Global economic situation constantly causes changes in values of tangible and intangible assets. Valuation services are intended to provide reliable information about the value of a given asset or entire enterprise.
Such services include:
- enterprise valuation,
- asset valuation,
- brand valuation,
- economic damage valuation.
Each and every valuation must be treated and handled on an individual basis. The general description of the valuation process consists of the following steps, but they might be modified and tailored to a particular client. However, the general advisory process consists of the following elements:
Stage I: Gathering necessary information from Client
- Sending a list of necessary data to provide a service (core information about the Company, financial statement, etc.)
- Opening meeting – discussing what the client needs to be included in the services and a preliminary work schedule
- Sending a project schedule and a list of required documents
Stage II: Preparing financial projections
- On the basis of documentation provided by the Client, MGW CCG will present financial projections essential for the valuation
- The forecasts will be prepared in an Excel file in a form of an active financial model and it will be accompanied by a description (a report).
Stage III: Valuation
- The right methodology will be selected depending on the subject of valuation (an enterprise, a brand, a financial asset), in accordance with standard principles.

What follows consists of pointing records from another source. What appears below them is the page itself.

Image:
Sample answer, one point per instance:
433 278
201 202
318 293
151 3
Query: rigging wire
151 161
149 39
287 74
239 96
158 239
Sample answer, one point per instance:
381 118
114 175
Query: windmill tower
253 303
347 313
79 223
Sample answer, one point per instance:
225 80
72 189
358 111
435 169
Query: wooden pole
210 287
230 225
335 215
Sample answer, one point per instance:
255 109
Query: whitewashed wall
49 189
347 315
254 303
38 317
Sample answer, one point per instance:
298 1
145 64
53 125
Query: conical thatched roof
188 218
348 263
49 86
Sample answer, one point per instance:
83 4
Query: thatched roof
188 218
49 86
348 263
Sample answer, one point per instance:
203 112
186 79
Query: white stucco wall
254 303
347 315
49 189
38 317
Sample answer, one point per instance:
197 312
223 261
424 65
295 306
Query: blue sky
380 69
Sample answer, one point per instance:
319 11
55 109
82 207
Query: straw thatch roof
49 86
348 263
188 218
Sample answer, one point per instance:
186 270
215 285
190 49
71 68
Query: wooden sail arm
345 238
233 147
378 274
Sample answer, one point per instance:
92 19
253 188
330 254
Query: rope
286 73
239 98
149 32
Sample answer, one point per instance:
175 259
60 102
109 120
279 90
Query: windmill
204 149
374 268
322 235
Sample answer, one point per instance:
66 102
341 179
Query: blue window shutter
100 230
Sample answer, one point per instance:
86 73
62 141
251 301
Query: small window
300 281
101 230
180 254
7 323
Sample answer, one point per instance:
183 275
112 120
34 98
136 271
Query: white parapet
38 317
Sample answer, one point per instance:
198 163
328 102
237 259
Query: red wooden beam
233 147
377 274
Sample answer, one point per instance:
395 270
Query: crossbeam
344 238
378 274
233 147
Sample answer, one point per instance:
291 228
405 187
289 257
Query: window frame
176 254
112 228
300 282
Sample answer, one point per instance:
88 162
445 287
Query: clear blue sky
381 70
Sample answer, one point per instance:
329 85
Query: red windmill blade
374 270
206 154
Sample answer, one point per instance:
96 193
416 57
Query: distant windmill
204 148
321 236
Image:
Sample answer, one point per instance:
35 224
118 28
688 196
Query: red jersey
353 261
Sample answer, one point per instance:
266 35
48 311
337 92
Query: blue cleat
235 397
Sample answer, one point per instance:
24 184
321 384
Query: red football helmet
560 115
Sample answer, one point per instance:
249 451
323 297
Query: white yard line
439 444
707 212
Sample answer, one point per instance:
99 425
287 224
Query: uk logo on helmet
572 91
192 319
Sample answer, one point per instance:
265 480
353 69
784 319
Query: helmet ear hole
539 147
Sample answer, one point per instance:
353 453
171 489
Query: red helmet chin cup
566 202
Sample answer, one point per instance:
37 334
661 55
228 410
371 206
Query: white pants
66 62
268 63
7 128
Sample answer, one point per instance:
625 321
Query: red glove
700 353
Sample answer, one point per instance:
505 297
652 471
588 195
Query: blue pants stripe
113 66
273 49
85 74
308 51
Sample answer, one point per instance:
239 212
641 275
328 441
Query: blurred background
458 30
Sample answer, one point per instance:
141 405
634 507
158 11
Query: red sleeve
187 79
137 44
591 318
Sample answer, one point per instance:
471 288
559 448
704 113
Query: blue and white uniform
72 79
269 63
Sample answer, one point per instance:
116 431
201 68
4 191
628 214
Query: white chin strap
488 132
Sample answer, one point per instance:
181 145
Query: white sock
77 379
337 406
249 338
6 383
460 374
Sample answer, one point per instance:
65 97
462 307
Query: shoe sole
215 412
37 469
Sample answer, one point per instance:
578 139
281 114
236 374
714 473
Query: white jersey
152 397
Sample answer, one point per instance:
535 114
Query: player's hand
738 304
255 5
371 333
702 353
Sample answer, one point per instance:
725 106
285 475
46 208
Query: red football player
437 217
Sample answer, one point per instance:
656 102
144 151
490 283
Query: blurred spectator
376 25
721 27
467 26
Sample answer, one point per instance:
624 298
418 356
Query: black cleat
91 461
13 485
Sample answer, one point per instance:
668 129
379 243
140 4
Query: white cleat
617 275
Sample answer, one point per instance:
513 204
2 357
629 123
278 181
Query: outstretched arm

Enterprise valuation is a process of determining the enterprise value with available valuation methods.
There are several enterprise valuation methods, and they are divided into the following categories:
- Asset-based approach
- Booking value method
- Adjusted net book value method
- Replacement value method
- Liquidation value method
- Income-based conventional approach
- Discounted future cash flows (DCF) method
- Discounted revenues
- Discounted dividends
- Income-based non-conventional approach
- Residual income value method
- Adjusted present value (APV)
- Discounted future cash flows (DCF) method, taking into account real options
- Non-profitable enterprise value method
- Direct comparison (multiple method)
- Market comparable transactions multipliers
In practice the valuation is most often done with three methods, which will give you an unbiased knowledge about the range of enterprise value, which is necessary to take any decisions related to enterprise development and external financing.
- Discounted cash flows analysis is a basic method used on the capital market. It enables you to estimate the value resulting from enterprise’s capability of generating free assets available for Investors and Lenders.
- Comparative method of enterprise valuation compares the enterprise value to other existing valuations of enterprises with similar line of business. The comparative group is publicly traded companies. For the valuation you use common market multipliers such as: EV/EBITDA, P/E, P/BV, P/S.
- The adjusted net book value method is connected directly to the booking value method and is basis on adjusting book values based on
The valuation may serve various purposes depending on what function it is supposed to fulfill. The basic valuation functions are:
- Advisory (decision-making) – providing information essential for planned capital transactions and managerial decisions.
- Argumentative – providing information about enterprise value that might give a leverage to one of the negotiating parties.
- Mediative – providing information about enterprise value in case of capital transactions where parties have different opinions about the value.
- Securing – providing information about enterprise value to establish security against negative effects of value disputes.
- Informative – providing information obtained in the course of valuation for the purpose of more effective business management.